Design changes for PTL on cpuset mom. (Removal of cpuset skip decorator)

Hi,

I have created design document for PTL changes required for cpuset mom in order to remove use of skip cpuset decorator. Please review and suggest if any changes required.

https://openpbs.atlassian.net/wiki/spaces/PD/pages/2002812929/Design+changes+for+PTL+on+cpuset+mom.+Removal+of+cpuset+skip+decorator

Thanks & Regards,
Vishesh

Hey Vishesh,
I like the change. I’ve hopped we would do this for quite a while.

I have two comments.
I have a doubt. Point 2 says you’ll skip the test if ncpus/mem are higher than their real amounts. Points 3-5 say you’ll ignore changes to ncpus/mem. Maybe I am misunderstanding.

My other comment is about naming of vnodes. I think for the most part tests don’t care what the vnodes are called so your change is fine. They supply a name because it is a mandatory field. There are some tests who need to know what the nodes are named. Maybe we can get around with with having create_vnodes() return a list of vnode names. It currently returns True/False, and returning [list] or [] is still the same if you say if X:

Bhroam

Looks good so far, Vishesh, and in line with what we discussed. For the following, I think you’ll be using the mom short hostname for vnode name:

I propose to make mom hostname as default vnode name rather than using vn or vnode. Make changes to all the tests which use any other vnode name.

@visheshh this is helping to move things in the right direction, thanks for doing this.
I have a few more comments in addition to what we previously discussed.

For #2 I think you should also mention mem (…“more ncpus/mem on a node”…)

  1. In a cluster if there is cpuset mom and non cpuset mom and multinode jobs are submitted then skip the test case.

This will cause more tests to be skipped than get skipped currently. Many tests run well across cpuset and non-cpuset moms. I don’t see a benefit to #7.

Hi @bhroam,

I have a doubt. Point 2 says you’ll skip the test if ncpus/mem are higher than their real amounts. Points 3-5 say you’ll ignore changes to ncpus/mem. Maybe I am misunderstanding.

Vishesh -> If number of requested ncpus are more than available ncpus on nodes then there is no way the test will run, so we will skip the test case.

If number of requested ncpus is less than available ncpus on nodes, then we will ignore the request and try to run the test as changing ncpus is not supported on cpuset mom.

Thanks for the suggestion on returning vnode list. Will keep that in mind.

Hi @bayucan, Yes i will use mom.shortname for vnode name.

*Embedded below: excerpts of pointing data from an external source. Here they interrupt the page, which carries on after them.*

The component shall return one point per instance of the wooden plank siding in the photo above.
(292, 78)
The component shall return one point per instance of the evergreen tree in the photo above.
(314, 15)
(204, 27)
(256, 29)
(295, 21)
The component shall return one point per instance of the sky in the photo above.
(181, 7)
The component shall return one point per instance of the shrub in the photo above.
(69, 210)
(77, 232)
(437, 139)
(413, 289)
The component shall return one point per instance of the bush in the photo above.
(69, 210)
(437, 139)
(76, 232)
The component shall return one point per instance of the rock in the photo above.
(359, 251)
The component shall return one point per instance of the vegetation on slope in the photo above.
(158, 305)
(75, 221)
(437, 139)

Hi @lisa-altair, When i tried to run a multinode job on a cpuset mom and non cpuset mom, the job actually hung. So i beleived it is not a supported configuration to run the test. May be i need to get that doubt clarified. I want to know if it is supported way of running jobs ?

Hey Vishesh,
I see what you are doing, but I have to disagree. If you don’t set the amount of ncpus or mem, you will cause test failures. A test sets the right amount of cpus it expects. If you are leaving it higher than what it expects, the test will likely fail. Think of the case where I set an 8 cpu node to 4 cpus. I submit 6 1 cpu jobs and expect 2 to be queued. By leaving all 8 cpus available, all 6 jobs will run and the test will fail.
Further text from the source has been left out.